Die Ärztin weist zudem darauf hin, dass bei bestimmten Symptomen eine sofortige Koloskopie verordnet werden kann. Dazu gehören insbesondere:

  • Ungeklärte Bauchschmerzen
  • Blut im Stuhlgang
  • Ungewöhnliche Gewichtsabnahme ohne erkennbare Ursache

Diese Warnsignale sollten unbedingt ernst genommen und zeitnah mit einem Arzt besprochen werden.

Polypen als Vorstufe erkennen und entfernen

Bei der Darmspiegelung wird der Dickdarm systematisch nach Polypen abgesucht – das sind Gewebewucherungen, die sich zu Darmkrebs entwickeln können. „Die Polypen werden durch eine Elektroschlinge abgetragen. Somit ist der Krebs im Grunde besiegt, bevor er überhaupt ausgebrochen ist“, erläutert die Medizinerin. Je nach Ergebnis der Gewebeuntersuchung können weitere Kontrollen innerhalb von sechs Monaten bis zu fünf Jahren notwendig sein.
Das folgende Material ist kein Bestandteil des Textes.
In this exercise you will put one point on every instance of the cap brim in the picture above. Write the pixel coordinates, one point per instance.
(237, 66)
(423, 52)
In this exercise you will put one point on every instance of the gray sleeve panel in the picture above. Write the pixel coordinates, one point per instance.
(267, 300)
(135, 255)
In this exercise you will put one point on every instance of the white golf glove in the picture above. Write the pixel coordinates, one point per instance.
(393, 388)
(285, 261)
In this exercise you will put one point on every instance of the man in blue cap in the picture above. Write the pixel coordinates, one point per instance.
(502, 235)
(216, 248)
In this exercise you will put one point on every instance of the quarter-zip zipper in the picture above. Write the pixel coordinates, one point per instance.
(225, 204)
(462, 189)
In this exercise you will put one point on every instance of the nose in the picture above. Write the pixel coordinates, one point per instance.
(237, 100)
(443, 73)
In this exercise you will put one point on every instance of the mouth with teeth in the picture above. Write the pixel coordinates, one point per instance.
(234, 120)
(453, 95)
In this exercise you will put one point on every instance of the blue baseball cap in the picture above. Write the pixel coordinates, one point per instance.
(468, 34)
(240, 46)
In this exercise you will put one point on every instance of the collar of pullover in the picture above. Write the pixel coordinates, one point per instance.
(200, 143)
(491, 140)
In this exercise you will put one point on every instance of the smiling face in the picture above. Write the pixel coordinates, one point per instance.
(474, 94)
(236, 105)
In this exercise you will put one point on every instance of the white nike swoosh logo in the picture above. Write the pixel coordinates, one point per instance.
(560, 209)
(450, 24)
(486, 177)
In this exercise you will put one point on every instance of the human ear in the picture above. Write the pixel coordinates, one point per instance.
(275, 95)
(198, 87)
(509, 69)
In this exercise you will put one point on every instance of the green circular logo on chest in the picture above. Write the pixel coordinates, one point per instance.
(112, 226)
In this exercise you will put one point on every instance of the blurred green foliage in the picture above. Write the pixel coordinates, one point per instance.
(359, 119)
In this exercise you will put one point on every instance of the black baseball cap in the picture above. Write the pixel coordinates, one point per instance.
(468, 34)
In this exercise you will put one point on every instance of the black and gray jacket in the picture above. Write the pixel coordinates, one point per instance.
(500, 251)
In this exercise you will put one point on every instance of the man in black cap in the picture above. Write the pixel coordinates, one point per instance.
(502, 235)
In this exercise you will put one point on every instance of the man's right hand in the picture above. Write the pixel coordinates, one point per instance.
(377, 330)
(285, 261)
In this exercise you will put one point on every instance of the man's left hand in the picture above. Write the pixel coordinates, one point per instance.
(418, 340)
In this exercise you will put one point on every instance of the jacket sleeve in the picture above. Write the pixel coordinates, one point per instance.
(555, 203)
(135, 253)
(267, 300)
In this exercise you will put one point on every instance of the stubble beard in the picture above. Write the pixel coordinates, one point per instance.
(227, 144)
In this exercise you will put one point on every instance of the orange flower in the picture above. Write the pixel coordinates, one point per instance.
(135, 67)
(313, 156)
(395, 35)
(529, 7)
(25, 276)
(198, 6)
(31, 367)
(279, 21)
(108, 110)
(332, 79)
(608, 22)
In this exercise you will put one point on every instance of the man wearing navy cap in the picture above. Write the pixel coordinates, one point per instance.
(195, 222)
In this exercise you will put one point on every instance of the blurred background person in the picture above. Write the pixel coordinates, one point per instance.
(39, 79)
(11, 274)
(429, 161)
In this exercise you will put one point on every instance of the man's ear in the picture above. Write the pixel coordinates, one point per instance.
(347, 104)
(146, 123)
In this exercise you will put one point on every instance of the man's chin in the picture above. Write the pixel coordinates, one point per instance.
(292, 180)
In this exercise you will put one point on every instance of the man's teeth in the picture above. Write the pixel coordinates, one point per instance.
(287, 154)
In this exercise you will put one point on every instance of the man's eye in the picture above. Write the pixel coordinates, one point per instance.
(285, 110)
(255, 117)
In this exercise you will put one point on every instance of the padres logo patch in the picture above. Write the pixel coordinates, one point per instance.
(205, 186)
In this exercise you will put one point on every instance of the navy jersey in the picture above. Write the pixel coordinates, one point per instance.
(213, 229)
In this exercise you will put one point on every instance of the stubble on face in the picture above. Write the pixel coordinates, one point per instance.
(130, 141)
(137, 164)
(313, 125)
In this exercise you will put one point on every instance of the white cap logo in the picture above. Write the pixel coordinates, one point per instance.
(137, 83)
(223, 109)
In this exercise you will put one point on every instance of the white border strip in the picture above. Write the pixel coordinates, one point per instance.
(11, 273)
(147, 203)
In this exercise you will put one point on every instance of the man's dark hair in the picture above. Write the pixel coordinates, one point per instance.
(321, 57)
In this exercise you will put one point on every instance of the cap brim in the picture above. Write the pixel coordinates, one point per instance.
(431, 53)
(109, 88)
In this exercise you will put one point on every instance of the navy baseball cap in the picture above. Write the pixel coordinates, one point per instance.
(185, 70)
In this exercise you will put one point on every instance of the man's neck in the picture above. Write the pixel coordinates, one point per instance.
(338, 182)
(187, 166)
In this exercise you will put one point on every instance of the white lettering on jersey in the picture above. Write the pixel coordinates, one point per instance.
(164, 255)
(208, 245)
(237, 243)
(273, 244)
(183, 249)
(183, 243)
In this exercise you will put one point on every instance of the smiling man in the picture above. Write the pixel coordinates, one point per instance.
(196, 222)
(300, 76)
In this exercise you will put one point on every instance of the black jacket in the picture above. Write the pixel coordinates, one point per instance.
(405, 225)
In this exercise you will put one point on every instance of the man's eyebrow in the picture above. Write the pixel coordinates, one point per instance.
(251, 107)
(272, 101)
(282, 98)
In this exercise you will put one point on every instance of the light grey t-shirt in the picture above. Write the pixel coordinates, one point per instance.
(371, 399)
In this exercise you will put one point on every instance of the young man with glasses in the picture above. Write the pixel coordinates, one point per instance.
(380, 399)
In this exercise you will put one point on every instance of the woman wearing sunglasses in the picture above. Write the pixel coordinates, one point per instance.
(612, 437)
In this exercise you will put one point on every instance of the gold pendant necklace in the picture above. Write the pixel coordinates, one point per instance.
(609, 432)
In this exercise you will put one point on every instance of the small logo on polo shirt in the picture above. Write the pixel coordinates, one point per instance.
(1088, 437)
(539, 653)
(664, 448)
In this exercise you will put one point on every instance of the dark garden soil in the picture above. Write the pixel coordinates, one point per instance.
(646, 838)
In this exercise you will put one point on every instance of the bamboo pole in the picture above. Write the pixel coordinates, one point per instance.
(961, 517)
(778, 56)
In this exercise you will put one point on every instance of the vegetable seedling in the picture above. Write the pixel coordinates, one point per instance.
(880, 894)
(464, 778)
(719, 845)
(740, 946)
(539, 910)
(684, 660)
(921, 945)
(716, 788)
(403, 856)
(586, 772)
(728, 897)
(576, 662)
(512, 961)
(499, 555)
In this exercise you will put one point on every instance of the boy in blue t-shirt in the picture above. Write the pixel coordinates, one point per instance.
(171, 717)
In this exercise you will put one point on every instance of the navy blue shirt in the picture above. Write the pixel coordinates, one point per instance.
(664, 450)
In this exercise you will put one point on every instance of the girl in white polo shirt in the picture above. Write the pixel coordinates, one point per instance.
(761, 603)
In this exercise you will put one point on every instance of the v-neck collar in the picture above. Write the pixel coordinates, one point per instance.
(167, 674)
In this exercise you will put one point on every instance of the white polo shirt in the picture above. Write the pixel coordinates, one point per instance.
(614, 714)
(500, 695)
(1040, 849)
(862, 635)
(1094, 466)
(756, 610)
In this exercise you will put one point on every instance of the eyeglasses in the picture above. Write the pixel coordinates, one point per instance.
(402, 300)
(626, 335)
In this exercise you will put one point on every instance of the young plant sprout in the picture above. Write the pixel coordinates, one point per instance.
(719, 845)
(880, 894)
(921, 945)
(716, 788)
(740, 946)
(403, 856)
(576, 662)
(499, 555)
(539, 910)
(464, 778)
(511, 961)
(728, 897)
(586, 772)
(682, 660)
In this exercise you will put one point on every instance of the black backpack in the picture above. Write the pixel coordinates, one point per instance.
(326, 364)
Moderne Verfahren machen Untersuchung angenehmer

Viele Patienten scheuen die Darmspiegelung aufgrund der notwendigen Darmreinigung, bei der früher oft bitter schmeckende Spüllösungen zum Einsatz kamen. „Doch auch hier hat sich die Medizin weiterentwickelt und den Geschmack verbessert“, beruhigt Beate Heering-Brunk. Für die Untersuchung selbst wird heute das Narkosemittel Propofol verwendet, das in der richtigen Dosierung sicher und effektiv ist.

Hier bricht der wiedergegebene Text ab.